[Feature] Optimizing the communication of FSDP through NVLink SHARP and IBGDA by HIT-cwh · Pull Request #1415 · InternLM/xtuner

HIT-cwh · 2026-01-07T13:19:37Z

Step 1 Install nvshmem

One can install nvshmem==3.4.5 following this.

Step 2 Install Optimized Communication Operator Library

git clone xxx (ib_tep repo)
cd ib_tep
export TORCH_CUDA_ARCH_LIST=9.0
export NVSHMEM_DIR=/path/to/installed/nvshmem

# Development
python setup.py build
# Installation
python setup.py install

Step 3 Train with Optimized FSDP All-Gather and Reduce-Scatter

export XTUNER_ENABLE_CUSTOM_COMMUNICATION=1
export SYMM_BUF_SIZE=0 # Auto-resize symmetric buffer during runtime if smaller than required
export XTUNER_USE_CUSTOM_AG_IN_FSDP=1 # 使用自定义 All gather
export XTUNER_USE_CUSTOM_RS_IN_FSDP=1 # 使用自定义 Reduce scatter
export GRID_IB_AG=4
export GRID_IB_RS=4
export XTUNER_SELECT_COMM_SM_IN_FSDP=0

export XTUNER_SM_MARGIN=8
export DISTRIBUTED_COMMUNICATION_SM=8

torchrun --nproc-per-node=8  \
    xtuner/v1/train/cli/sft.py \
    --config /path/to/your/config.py

The timeline will be like this:

Copilot

Pull request overview

This PR introduces an optimization feature for FSDP (Fully Sharded Data Parallel) training by integrating custom communication operations through NVLink SHARP and IBGDA. The implementation provides optimized all-gather and reduce-scatter collectives that can be enabled via environment variables.

Key Changes

Added custom communication library integration with ib_wrapper for optimized FSDP operations
Implemented buffer management system with n-buffering support for concurrent operations
Created manager classes to handle all-gather and reduce-scatter operations with double buffering

Reviewed changes

Copilot reviewed 3 out of 3 changed files in this pull request and generated 28 comments.

File	Description
xtuner/v1/train/trainer.py	Adds import and initialization of custom communication library with buffer setup
xtuner/v1/patch/torch_fsdp_comm.py	New file implementing custom FSDP collectives with buffer managers, symmetric memory allocation, and PyTorch function patching
xtuner/v1/patch/init.py	Exports the new patch function for FSDP communication optimization

💡 Add Copilot custom instructions for smarter, more guided reviews. Learn how to get started.

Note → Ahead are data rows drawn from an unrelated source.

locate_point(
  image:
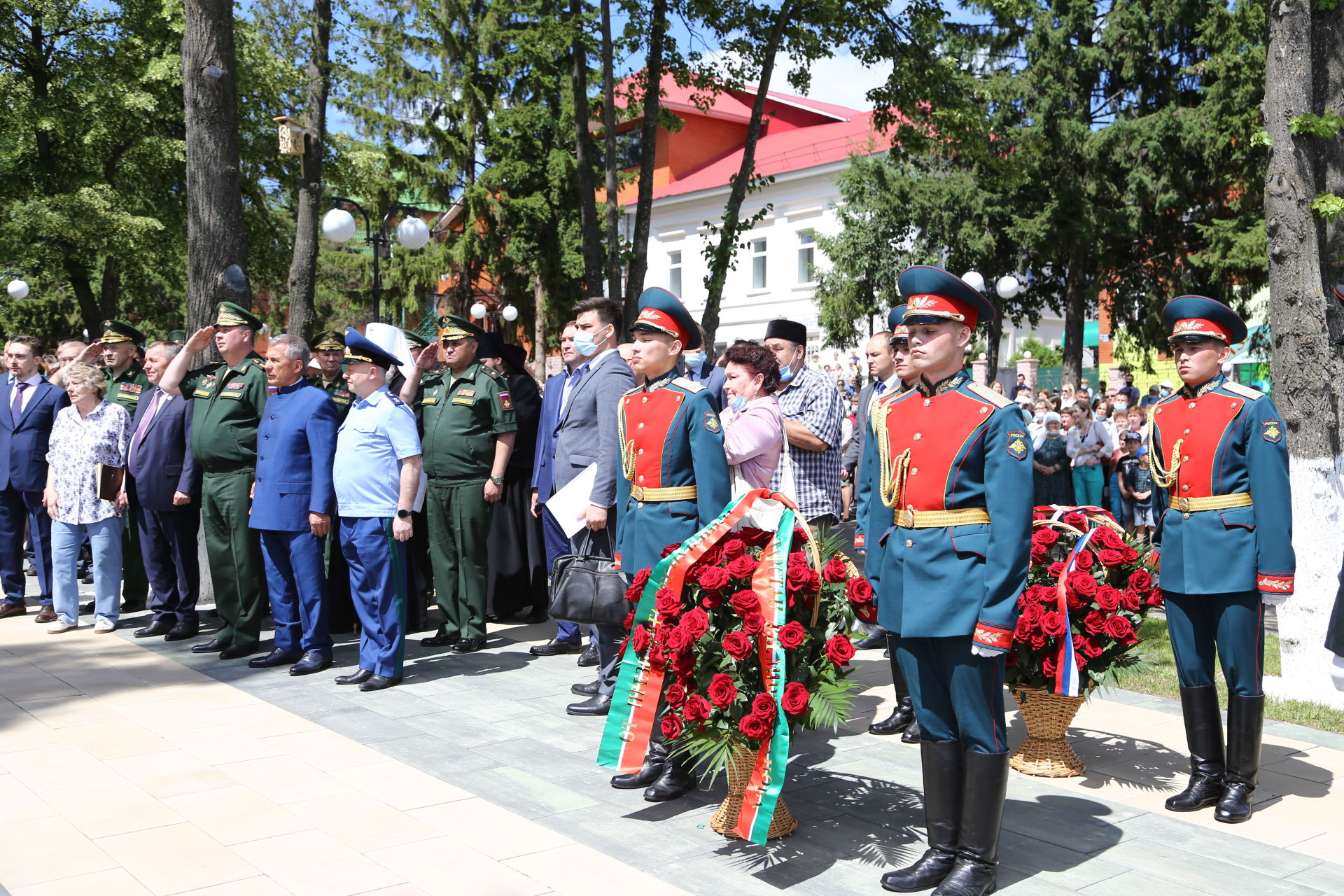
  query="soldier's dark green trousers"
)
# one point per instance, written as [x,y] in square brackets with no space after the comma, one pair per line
[234,556]
[458,524]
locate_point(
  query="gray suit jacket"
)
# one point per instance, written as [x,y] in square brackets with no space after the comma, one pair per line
[587,431]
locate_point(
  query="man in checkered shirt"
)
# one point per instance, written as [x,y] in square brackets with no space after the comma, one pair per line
[812,413]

Copilot · 2026-01-07T13:26:43Z

xtuner/v1/patch/torch_fsdp_comm.py

+        raise ImportError("XTUNER_USE_CUSTOM_{AG,RS}_IN_FSDP is set but ib_wrapper is not available.")
+
+    if not (torch.__version__.startswith("2.6") or torch.__version__.startswith("2.8")):
+        raise ImportError("XTUNER_USE_CUSTOM_{AG,RS}_IN_FSDP is only supported in PyTorch 2.6 and 2.8.")


The error message uses shell-style brace expansion syntax '{AG,RS}' which may be unclear to users. Consider using a more explicit message like 'XTUNER_USE_CUSTOM_AG_IN_FSDP or XTUNER_USE_CUSTOM_RS_IN_FSDP is only supported in PyTorch 2.6 and 2.8.' to improve clarity.

Suggested change

raise ImportError("XTUNER_USE_CUSTOM_{AG,RS}_IN_FSDP is set but ib_wrapper is not available.")

if not (torch.__version__.startswith("2.6") or torch.__version__.startswith("2.8")):

raise ImportError("XTUNER_USE_CUSTOM_{AG,RS}_IN_FSDP is only supported in PyTorch 2.6 and 2.8.")

raise ImportError(

"XTUNER_USE_CUSTOM_AG_IN_FSDP or XTUNER_USE_CUSTOM_RS_IN_FSDP is set but ib_wrapper is not available."

)

if not (torch.__version__.startswith("2.6") or torch.__version__.startswith("2.8")):

raise ImportError(

"XTUNER_USE_CUSTOM_AG_IN_FSDP or XTUNER_USE_CUSTOM_RS_IN_FSDP is only supported in PyTorch 2.6 and 2.8."

)

Copilot · 2026-01-07T13:26:43Z

xtuner/v1/patch/torch_fsdp_comm.py

+    return torch.empty((size,), dtype=dtype, device=device)
+
+
+lib = torch.library.Library("fsdp", "FRAGMENT")  # noqa: TOR901


The torch.library.Library call uses a deprecated API pattern. The comment 'noqa: TOR901' suggests this is a known issue, but the 'FRAGMENT' argument may not be the correct descriptor for the library definition. Verify that this is the intended usage or consider updating to the current PyTorch library API if available.

Suggested change

lib = torch.library.Library("fsdp", "FRAGMENT") # noqa: TOR901

lib = torch.library.Library("fsdp", "DEF")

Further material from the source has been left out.